2. Description of the Prior Art
The processing of pitchblende or monazite produces low level radioactive waste residues which bear thorium, and/or uranium and their natural decay daughters. Typically, these thorium and/or uranium bearing wastes are in the form of slurries and, as such, present disposal problems due to volume and containment considerations.
Various processes are known in the prior art to concentrate and immobilize toxic and/or radioactive wastes. For example, U.S. Pat. No. 4,725,383 teaches a process for volume reduction and solidification of a radioactive waste solution by adding ZnO or a mixture of ZnO with Al2 O3 and/or CaO, dehydrating the mixture, and melting to produce a vitrified solid. Another process for volume reduction and immobilization of waste is taught by U.S. Pat. No. 4,395,367 wherein fission waste is treated by mixing a glass forming agent, a metal oxide and a reducing agent with the fission waste, and heating the mixture until melted.
However, none of the known processes are effective on thorium and/or uranium bearing waste residues due to the extremely high melting point of ThO2 (3200° C.) and UO2 (2500° C.).
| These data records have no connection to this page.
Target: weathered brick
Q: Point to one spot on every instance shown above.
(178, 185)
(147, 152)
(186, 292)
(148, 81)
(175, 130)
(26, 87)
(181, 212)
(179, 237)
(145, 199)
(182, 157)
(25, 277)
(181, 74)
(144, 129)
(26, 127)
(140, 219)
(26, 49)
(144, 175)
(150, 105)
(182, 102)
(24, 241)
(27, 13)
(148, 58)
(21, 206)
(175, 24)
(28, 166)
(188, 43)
Under the process of this invention, it has now been discovered that the volume of these thorium and/or uranium bearing waste residues can be reduced by as much as 60 to 80 percent and that it is possible to immobilize these wastes into a solid, vitrified mass.
It is an object of this invention to provide a process for the concentration and immobilization of radioactive waste residues.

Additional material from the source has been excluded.